Prepping for the residency program, Murphy received even more good news when she found out she had been named to the 25-player U.S. roster that will compete at the 2021 International Ice Hockey Federation Women’s World Championship Aug. 21-30 in Calgary, Alberta, Canada.
“Every time you hear you’ve made a roster like this, there’s a huge level of excitement,” Murphy said. “The World roster and the residency program, I got chills for both of them. Every time, it gives you that push. I know what I have to do.”
For Murphy, a 5’5” forward, it’s another huge bit of news following an impressive freshman year at Minnesota.
She finished second in scoring for the Golden Gophers with 18 points, totaling 8 goals (on 39 shots) and 10 assists.
However, the year got off to a dubious start when Murphy was diagnosed with COVID-19 on just her second day on campus.
Relegated to a solo 10-day quarantine in her dorm room, she did her best to stay busy. Murphy was not showing any symptoms and felt OK throughout the stretch.
In order to get by as the days ticked off, Murphy watched a ton of Neftlix, improvised some workouts, jumped rope and faithfully maintained a daily routine.
With frequent Zoom and FaceTime calls from family and friends, she endured the quarantine and was then allowed to return to her team and meet her teammates.
“It was terrible. I had no symptoms, but I was so scared,” Murphy said. “I was alone in my room for 10 days. It was tough, but you get through it. My family helped me so much.”
Returning to the ice for the entire season, Murphy scored her first goal on Nov. 27 in a 4-2 win over Minnesota-Duluth, knocking in a rebound.
The next day, she got her first collegiate assist.
The Golden Gophers finished 11-8-1, but as Murphy said, the season was about more than just the team’s win-loss record.
“I love my team and love the coaching staff,” Murphy said. “It was the best year. I couldn’t imagine being somewhere else. You learn a lot, especially to take nothing for granted. We were lucky we got to play. You learn so much about hockey, but as teammates, you learn more about each other. We got through the season together.”

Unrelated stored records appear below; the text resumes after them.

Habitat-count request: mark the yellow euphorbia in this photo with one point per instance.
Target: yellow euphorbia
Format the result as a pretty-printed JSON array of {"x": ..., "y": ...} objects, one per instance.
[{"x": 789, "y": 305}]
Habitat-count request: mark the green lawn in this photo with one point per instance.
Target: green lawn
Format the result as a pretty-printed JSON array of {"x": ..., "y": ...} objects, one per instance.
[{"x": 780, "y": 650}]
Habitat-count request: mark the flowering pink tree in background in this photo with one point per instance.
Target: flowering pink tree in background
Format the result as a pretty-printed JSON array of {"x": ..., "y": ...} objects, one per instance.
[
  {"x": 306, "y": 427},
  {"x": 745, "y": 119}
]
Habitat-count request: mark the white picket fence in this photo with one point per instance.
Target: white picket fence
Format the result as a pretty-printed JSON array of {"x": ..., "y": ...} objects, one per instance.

Murphy said it was an adjustment playing at the Division I level, but one she worked hard to achieve.
It’s that never-give-up attitude that Murphy hopes will pay big dividends this fall and winter, hopefully resulting in a spot on the Olympics roster.
“College hockey was a lot different. It’s a big step,” Murphy said. “It’s a lot more aggressive, and everyone can beat you. For me, I’m a hard-worker who plays big, strong, fast and aggressive. I want to play as a team and do whatever we can to win.”